Voting rights are sacred in America! The right to vote is fundamental to democracy. They should be guaranteed for each citizen.
At America’s founding, only white male property owners could vote.
By the 1820s, property qualifications for voting began to be eliminated. The 15th Amendment granted the right to vote to Black men, and the 19th, to women.
During the Jim Crow era, intimidation, violence, literacy tests, poll taxes and grandfather clauses were used to prevent voting for Blacks in the South.
The transformative Voting Rights Act of 1965 put federal muscle behind voting rights. If a state wasn’t protecting voting rights, the Department of Justice would take action.
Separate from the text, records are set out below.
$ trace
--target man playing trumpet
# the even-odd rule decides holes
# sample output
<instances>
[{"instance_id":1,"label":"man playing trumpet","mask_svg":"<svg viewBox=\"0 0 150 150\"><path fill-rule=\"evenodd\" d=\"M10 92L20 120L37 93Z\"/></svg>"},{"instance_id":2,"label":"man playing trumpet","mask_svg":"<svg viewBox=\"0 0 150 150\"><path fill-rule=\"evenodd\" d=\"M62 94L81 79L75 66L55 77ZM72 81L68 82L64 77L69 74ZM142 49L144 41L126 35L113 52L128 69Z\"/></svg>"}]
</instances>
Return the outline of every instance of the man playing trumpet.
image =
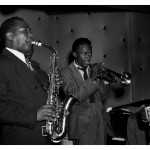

But after the 2013 Shelby County v. Holder case, states could again attempt to suppress voting with new laws enacting voter ID requirements, closed polling stations, restrictions on vote by mail and limited voting hours, as recently seen in Georgia.
The state of Washington took a big step in extending voting to ex-felons released from prison. More than 20,000 people stand to regain voting rights when the law takes effect next year.
Supporters said enacting the new law was a matter of racial justice, as those on parole in Washington were disproportionately people of color.
Almost eight percent of Black adults have been prevented from voting because of felony convictions, compared to just under two percent of non-African American citizens.
While African American ex-felons overwhelmingly register as Democratic, non-African American ex-felons typically register 40 percent Republican and 34 percent Democratic.
The bill was sponsored in Olympia by Rep. Tarra Simmons who is likely the first formerly incarcerated legislator in the country.
State Rep. Jeremie Dufault was wrong when he said voting is a privilege and not a right. That attitude is antiquated and un-American.
For Americans, voting is a sacred right essential to our democracy.